アメリカにも、Craigslist(クレイグスリスト)というウェブサイトがある。これは、個人間による物の売買、仕事、サービスの紹介、出会いの場提供、同じ趣味などのコミュニティー紹介など、ありとあらゆる情報を提供しているサイトである。各州別、かつその都市別に情報が分類されていて、自分の住んでいる都市にいる情報のみをカテゴリ別で見ることも出来る。
アメリカに移住し始めた頃、このサイトは大いに役立った。アメリカにスーツケース1つで越してきて、衣食住に関わる色々なものを格安で一気に入手できた。越してきてすぐ必要となった、衣類や雑貨、食器、寝具、アパートなどの物件探し、中古車探しがこのサイト1つで行え、基本個人売買なので店に行くよりずいぶん安く買えた。
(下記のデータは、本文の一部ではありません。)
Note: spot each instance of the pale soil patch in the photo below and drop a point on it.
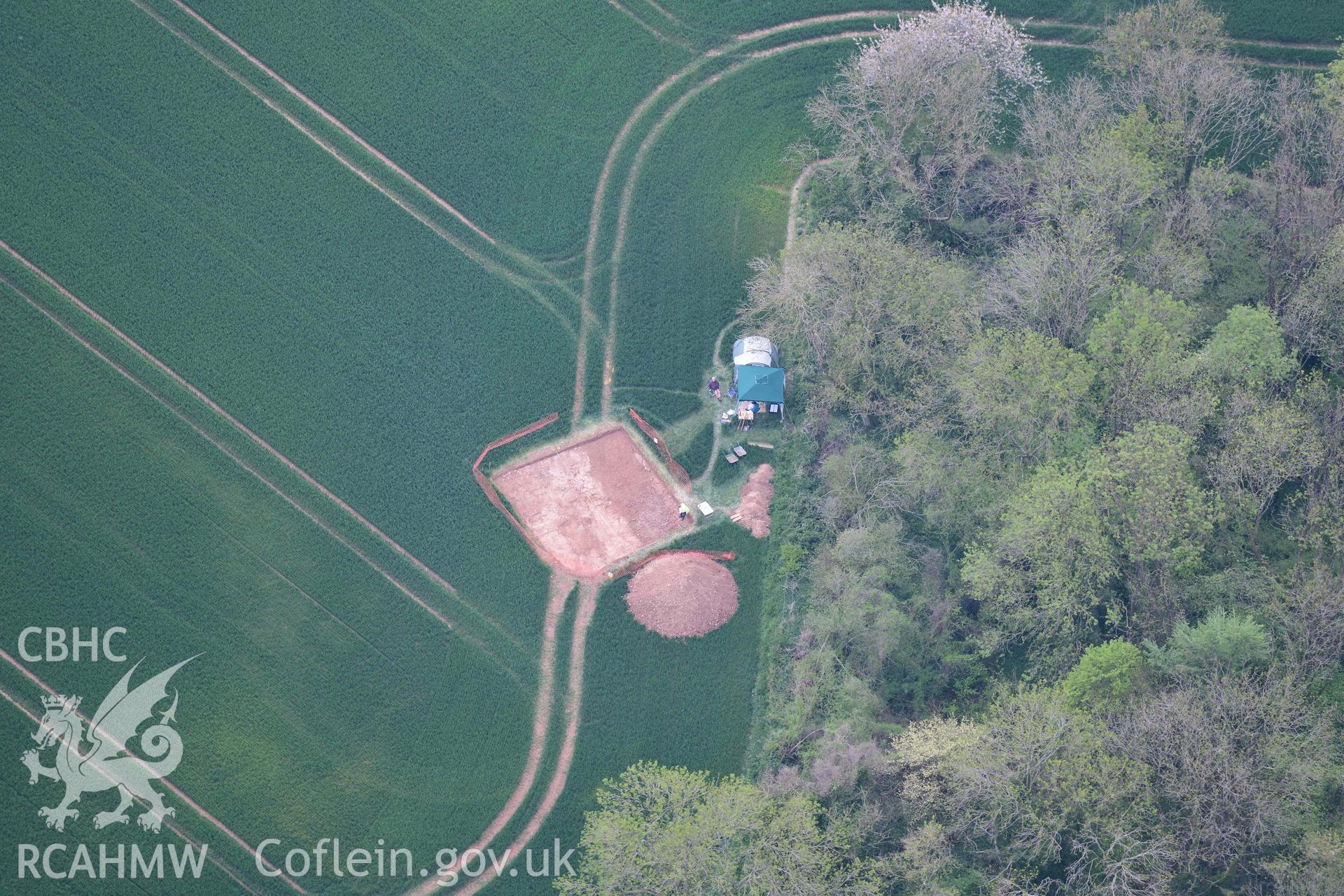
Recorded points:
(755, 510)
(682, 594)
(592, 503)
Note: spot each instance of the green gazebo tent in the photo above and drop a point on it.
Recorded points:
(762, 384)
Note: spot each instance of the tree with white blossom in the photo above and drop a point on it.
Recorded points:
(921, 104)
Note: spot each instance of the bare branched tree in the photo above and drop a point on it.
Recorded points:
(1172, 61)
(921, 104)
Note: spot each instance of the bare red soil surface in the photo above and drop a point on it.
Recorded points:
(682, 594)
(755, 510)
(592, 503)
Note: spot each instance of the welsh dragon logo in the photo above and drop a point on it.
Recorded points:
(100, 761)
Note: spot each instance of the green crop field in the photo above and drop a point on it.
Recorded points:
(118, 514)
(682, 703)
(377, 314)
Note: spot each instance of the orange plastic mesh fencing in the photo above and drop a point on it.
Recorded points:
(678, 470)
(631, 567)
(495, 496)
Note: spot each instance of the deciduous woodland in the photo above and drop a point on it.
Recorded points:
(1058, 596)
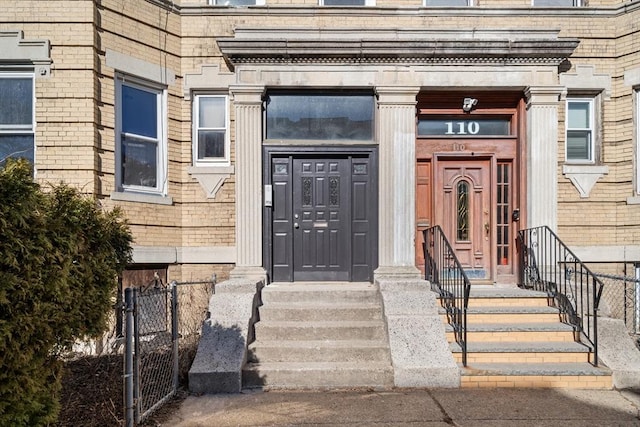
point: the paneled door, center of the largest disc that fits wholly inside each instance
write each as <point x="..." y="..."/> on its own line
<point x="321" y="226"/>
<point x="323" y="218"/>
<point x="463" y="207"/>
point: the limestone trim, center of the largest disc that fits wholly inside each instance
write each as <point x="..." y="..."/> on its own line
<point x="247" y="101"/>
<point x="15" y="51"/>
<point x="542" y="155"/>
<point x="138" y="67"/>
<point x="396" y="139"/>
<point x="211" y="178"/>
<point x="184" y="254"/>
<point x="451" y="47"/>
<point x="586" y="80"/>
<point x="584" y="177"/>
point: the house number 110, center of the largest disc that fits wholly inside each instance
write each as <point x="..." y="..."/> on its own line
<point x="462" y="128"/>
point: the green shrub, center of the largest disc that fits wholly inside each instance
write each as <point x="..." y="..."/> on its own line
<point x="60" y="255"/>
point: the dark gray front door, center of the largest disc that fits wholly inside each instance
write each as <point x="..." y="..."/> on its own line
<point x="321" y="228"/>
<point x="323" y="218"/>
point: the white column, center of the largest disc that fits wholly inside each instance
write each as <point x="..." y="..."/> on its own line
<point x="542" y="156"/>
<point x="396" y="130"/>
<point x="247" y="101"/>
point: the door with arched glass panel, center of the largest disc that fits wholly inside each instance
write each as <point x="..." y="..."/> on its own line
<point x="463" y="207"/>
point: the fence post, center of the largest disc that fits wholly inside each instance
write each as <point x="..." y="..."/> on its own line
<point x="174" y="332"/>
<point x="128" y="360"/>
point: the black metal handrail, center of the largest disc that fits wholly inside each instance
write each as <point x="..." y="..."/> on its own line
<point x="548" y="265"/>
<point x="447" y="277"/>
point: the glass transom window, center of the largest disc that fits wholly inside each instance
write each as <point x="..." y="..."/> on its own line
<point x="315" y="116"/>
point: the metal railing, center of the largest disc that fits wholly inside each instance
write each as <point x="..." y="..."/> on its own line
<point x="447" y="277"/>
<point x="157" y="336"/>
<point x="548" y="265"/>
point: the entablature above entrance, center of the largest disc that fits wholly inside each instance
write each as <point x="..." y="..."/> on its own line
<point x="277" y="46"/>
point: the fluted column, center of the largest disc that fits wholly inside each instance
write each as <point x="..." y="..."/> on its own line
<point x="247" y="101"/>
<point x="396" y="126"/>
<point x="542" y="156"/>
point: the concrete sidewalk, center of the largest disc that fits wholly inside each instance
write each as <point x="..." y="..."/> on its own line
<point x="419" y="407"/>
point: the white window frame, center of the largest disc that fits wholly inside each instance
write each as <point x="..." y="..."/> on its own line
<point x="23" y="129"/>
<point x="636" y="93"/>
<point x="161" y="132"/>
<point x="469" y="4"/>
<point x="592" y="130"/>
<point x="221" y="3"/>
<point x="221" y="161"/>
<point x="366" y="3"/>
<point x="576" y="3"/>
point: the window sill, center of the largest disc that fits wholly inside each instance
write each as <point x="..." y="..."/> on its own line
<point x="635" y="200"/>
<point x="584" y="177"/>
<point x="142" y="198"/>
<point x="211" y="178"/>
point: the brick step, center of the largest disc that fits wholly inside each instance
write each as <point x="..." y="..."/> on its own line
<point x="313" y="311"/>
<point x="317" y="375"/>
<point x="510" y="314"/>
<point x="365" y="351"/>
<point x="322" y="330"/>
<point x="532" y="375"/>
<point x="342" y="293"/>
<point x="523" y="352"/>
<point x="514" y="332"/>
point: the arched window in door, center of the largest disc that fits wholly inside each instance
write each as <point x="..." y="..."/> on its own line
<point x="462" y="211"/>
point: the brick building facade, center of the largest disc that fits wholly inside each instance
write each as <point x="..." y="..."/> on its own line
<point x="169" y="110"/>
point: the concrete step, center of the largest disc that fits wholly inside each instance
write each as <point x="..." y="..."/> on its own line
<point x="512" y="332"/>
<point x="317" y="375"/>
<point x="523" y="352"/>
<point x="313" y="311"/>
<point x="363" y="351"/>
<point x="343" y="293"/>
<point x="320" y="330"/>
<point x="508" y="314"/>
<point x="538" y="375"/>
<point x="494" y="296"/>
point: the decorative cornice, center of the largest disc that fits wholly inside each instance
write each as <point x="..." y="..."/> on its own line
<point x="454" y="47"/>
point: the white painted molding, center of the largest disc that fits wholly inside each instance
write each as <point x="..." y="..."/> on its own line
<point x="138" y="67"/>
<point x="155" y="199"/>
<point x="584" y="177"/>
<point x="586" y="79"/>
<point x="184" y="255"/>
<point x="16" y="51"/>
<point x="211" y="178"/>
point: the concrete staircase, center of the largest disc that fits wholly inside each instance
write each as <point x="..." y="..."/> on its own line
<point x="319" y="335"/>
<point x="514" y="339"/>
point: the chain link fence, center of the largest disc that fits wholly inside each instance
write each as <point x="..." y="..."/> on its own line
<point x="622" y="297"/>
<point x="161" y="328"/>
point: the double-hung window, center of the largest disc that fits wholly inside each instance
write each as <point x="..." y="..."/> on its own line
<point x="211" y="130"/>
<point x="141" y="145"/>
<point x="580" y="130"/>
<point x="17" y="122"/>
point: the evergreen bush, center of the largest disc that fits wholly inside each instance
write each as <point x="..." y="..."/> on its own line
<point x="60" y="255"/>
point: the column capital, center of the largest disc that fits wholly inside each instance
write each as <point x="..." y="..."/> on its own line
<point x="543" y="95"/>
<point x="397" y="95"/>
中には来週引っ越すのでソファーを無料であげますから取りに来てください、などと告知している人が近所に住んでいるのを発見できたりする。
このCraigslistで、ベッドや食器類、家電機器、中古車、仕事、雑貨など様々な物やサービスや気の合う仲間を格安又は無料で入手できたし、私も不要な物ができればこのサイトに書き込む。
掲示は無料で、たいてい近場に住む誰かが電話をかけてきて、まだあるなら欲しいのだが、と連絡してくる。アメリカに住み始めた時や、引っ越す時など、中古でも良いから格安で入手したい時や、早急に処分したい時など、大いに役立ってくれるはずだ。